When someone asks for suggestions on the best places to visit in Peru, they’ll usually get the same few answers: Machu Picchu, the Inca Trails, the Nazca Desert. But there are many great places to visit in Peru that don’t involve a hike up a mountain or a trek to an ancient ruin. Peru is also home to vibrant cities and other interesting places to visit, including the three on this list.
Lake Titicaca’s Man-Made Islands
Most people have heard the name, but few are aware of just how many great sightseeing spots there are on and around Lake Titicaca. Titicaca is the largest lake in South America by volume, and is divided between Peru in the west and Bolivia in the East. Sources disagree about the origin of the lake’s distinctive name, with different people claiming it translates to either “Rock Puma” or “Crag of Lead.”
Popular tourist spots near Lake Titicaca include the city of Puno, a hillside town on the lake’s shore made up of mostly unfinished modern buildings. Puno is best known as the departure point for the Unos, a collection of 44 inhabited, artificial islands built out of totora reeds. Nearly 4,000 people live on these man-made islands, spread across ten different communities. The islands were originally built to be mobile military outposts from which the natives could defend themselves from attack. In recent years, they have become a popular tourist attraction, with local residents even opening up their doors to travellers and offering them home-cooked meals.

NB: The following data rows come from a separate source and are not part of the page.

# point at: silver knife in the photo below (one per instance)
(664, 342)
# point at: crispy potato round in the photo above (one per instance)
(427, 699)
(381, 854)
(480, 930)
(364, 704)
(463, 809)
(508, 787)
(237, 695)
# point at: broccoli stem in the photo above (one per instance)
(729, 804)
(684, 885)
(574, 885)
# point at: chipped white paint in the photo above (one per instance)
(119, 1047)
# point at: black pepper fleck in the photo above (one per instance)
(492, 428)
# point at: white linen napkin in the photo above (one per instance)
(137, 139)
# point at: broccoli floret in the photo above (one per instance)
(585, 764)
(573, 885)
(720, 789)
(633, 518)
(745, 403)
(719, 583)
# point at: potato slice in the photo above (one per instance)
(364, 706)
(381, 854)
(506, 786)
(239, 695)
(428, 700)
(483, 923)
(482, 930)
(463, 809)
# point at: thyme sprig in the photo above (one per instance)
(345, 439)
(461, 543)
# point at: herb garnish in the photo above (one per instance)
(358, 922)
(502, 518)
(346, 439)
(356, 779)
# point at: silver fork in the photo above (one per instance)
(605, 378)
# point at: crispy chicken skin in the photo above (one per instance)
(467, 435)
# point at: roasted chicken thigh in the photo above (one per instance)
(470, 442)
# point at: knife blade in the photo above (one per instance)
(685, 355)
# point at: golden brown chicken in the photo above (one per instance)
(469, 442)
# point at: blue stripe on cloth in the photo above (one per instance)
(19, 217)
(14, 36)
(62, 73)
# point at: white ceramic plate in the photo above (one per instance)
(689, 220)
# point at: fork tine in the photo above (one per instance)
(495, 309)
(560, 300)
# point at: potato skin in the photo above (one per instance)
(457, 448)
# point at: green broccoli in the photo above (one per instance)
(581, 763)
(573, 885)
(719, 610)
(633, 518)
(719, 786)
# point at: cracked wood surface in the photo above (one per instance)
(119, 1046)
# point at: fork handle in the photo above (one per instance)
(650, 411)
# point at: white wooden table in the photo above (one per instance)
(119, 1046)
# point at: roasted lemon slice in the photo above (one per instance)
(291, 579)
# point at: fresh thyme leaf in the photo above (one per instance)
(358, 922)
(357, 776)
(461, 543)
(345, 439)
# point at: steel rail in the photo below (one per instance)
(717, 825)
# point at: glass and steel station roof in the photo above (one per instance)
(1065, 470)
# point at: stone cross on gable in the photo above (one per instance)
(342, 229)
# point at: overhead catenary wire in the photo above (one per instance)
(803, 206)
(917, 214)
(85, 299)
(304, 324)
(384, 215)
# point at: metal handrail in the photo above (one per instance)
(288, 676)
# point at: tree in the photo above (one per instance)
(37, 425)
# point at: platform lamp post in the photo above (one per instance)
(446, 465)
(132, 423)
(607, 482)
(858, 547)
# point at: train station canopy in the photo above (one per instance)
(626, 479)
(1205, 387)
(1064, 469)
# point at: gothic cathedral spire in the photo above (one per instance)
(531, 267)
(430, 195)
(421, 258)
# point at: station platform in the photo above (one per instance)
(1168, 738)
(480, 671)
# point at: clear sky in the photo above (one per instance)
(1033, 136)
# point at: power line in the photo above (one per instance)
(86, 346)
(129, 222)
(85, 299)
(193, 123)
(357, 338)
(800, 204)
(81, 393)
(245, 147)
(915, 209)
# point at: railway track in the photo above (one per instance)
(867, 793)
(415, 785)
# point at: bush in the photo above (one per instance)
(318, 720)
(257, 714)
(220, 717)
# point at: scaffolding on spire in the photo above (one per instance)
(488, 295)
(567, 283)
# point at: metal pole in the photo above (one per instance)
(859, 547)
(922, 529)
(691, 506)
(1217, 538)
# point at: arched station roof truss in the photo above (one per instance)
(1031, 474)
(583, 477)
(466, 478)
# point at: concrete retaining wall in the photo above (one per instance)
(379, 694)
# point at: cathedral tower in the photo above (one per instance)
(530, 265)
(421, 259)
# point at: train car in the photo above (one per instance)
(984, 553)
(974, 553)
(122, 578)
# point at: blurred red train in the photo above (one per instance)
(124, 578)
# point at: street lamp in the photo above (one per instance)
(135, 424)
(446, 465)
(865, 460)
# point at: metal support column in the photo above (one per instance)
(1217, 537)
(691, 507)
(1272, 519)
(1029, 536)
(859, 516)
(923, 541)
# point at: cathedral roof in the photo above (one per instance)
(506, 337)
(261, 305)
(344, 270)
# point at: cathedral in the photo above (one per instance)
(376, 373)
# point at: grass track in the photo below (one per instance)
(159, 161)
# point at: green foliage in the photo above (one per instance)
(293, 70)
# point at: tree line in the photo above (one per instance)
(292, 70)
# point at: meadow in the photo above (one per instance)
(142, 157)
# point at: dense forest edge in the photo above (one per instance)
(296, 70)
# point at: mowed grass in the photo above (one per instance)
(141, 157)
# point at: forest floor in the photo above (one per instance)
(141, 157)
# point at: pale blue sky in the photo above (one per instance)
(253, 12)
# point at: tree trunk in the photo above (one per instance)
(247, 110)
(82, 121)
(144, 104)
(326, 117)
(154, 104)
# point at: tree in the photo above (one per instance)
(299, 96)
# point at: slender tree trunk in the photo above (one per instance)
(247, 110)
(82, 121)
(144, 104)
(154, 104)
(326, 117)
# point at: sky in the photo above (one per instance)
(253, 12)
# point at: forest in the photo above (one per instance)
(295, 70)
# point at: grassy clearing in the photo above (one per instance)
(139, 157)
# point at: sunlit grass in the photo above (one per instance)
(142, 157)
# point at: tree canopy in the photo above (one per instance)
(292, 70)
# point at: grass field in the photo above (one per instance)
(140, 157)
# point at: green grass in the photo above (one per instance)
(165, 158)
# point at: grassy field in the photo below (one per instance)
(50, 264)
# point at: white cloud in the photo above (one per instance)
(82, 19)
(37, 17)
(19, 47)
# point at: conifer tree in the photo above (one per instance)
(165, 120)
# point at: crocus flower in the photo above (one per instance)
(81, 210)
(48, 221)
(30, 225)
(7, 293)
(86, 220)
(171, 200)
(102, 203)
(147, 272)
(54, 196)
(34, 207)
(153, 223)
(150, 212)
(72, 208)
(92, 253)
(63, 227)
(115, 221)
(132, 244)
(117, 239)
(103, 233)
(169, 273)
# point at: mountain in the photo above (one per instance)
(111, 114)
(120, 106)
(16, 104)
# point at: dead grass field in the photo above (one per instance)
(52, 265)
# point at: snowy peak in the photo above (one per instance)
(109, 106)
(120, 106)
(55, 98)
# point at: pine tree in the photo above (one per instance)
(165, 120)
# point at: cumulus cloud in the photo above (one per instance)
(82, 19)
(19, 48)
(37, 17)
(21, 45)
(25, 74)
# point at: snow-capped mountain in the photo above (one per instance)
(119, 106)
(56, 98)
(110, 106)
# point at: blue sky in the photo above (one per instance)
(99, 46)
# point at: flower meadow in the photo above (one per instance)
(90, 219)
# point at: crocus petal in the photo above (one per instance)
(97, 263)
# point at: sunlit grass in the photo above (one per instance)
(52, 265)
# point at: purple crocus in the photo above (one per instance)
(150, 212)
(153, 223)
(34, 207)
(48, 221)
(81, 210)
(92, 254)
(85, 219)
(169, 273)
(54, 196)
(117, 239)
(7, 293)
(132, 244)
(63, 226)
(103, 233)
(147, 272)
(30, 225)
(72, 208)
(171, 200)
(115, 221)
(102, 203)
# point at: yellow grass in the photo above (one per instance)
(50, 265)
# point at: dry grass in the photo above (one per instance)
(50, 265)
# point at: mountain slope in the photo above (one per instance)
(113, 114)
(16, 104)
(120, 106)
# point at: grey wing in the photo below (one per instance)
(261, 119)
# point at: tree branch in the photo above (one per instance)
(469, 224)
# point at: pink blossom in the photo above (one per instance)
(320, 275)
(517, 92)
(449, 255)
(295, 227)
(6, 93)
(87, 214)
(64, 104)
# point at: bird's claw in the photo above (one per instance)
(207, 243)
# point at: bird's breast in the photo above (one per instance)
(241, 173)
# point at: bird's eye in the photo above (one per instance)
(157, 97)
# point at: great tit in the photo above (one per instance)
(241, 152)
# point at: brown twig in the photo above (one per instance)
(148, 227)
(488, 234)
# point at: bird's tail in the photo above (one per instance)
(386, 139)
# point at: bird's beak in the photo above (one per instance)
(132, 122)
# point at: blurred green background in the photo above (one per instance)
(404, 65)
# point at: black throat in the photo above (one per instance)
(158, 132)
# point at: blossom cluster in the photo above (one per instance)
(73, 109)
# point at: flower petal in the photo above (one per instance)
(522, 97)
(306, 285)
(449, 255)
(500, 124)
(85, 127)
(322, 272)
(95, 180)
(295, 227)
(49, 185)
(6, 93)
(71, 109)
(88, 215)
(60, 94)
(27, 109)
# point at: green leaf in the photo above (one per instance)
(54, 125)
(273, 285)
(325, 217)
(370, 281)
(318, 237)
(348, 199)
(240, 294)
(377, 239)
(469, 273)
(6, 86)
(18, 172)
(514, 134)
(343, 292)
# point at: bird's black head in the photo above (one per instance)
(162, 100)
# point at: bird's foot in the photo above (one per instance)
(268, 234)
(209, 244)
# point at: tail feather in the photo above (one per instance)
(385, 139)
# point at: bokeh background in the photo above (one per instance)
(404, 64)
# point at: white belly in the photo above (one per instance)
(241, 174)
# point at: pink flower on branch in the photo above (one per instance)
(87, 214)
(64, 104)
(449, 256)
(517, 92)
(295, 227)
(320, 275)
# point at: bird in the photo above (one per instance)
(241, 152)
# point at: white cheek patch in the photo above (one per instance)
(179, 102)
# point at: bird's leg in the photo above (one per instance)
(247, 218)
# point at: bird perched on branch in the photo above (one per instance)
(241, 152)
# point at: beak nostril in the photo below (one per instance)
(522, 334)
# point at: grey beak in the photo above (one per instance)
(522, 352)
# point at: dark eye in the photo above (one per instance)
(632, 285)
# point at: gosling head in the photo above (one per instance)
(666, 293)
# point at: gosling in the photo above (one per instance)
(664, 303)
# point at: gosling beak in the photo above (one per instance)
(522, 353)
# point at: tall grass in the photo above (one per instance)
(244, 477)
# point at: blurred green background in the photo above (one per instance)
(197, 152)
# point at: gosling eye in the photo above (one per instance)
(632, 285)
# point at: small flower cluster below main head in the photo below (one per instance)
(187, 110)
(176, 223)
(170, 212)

Trujillo is located in Northwestern Peru, and was founded in the mid-1500s by Spanish settlers. It is the second most populous city in the country, and the most populous Northern city in the country. Over the city’s long history, it has served as Peru’s capital two times, and is often called the “Capital of Culture of Peru.” It is the birthplace of Peru’s modern judicial system, home to multiple international festivals, and is recognized as the home of the Marinera, one of Peru’s most famous traditional dances.
In addition to its long history, Trujillo is an important spot in modern Peru’s development, as well. In 2011, the city launched the Trujillo: Sustainable City project, a plan to combat climate change, promote environmental sustainability, and improve overall quality of life. Trujillo has also partnered with IBM in an effort to become a modern “Smart City,” using technology to improve public safety and transportation.
Many travellers only think of Lima as the launching point for Machu Picchu hiking tours or trips down the Inca Trail, but the city itself is filled with more than enough sites and culture to fill up an entire vacation. Lima is Peru’s capital and its largest city, and features a combination of multiple historic and modern architectural styles. Founded in 1551 by the conquistador Pizzaro, Lima’s Historic Centre has been declared a World Heritage Site, and is also host to one of the western hemisphere’s oldest operating universities, The National University of San Marcos.
Lima is home to many museums, galleries, sporting events, festivals, restaurants, and many other tourist destinations. For travellers looking to experience the full range of modern Peruvian life and culture in between trips to historical sites, Lima is a must-see destination.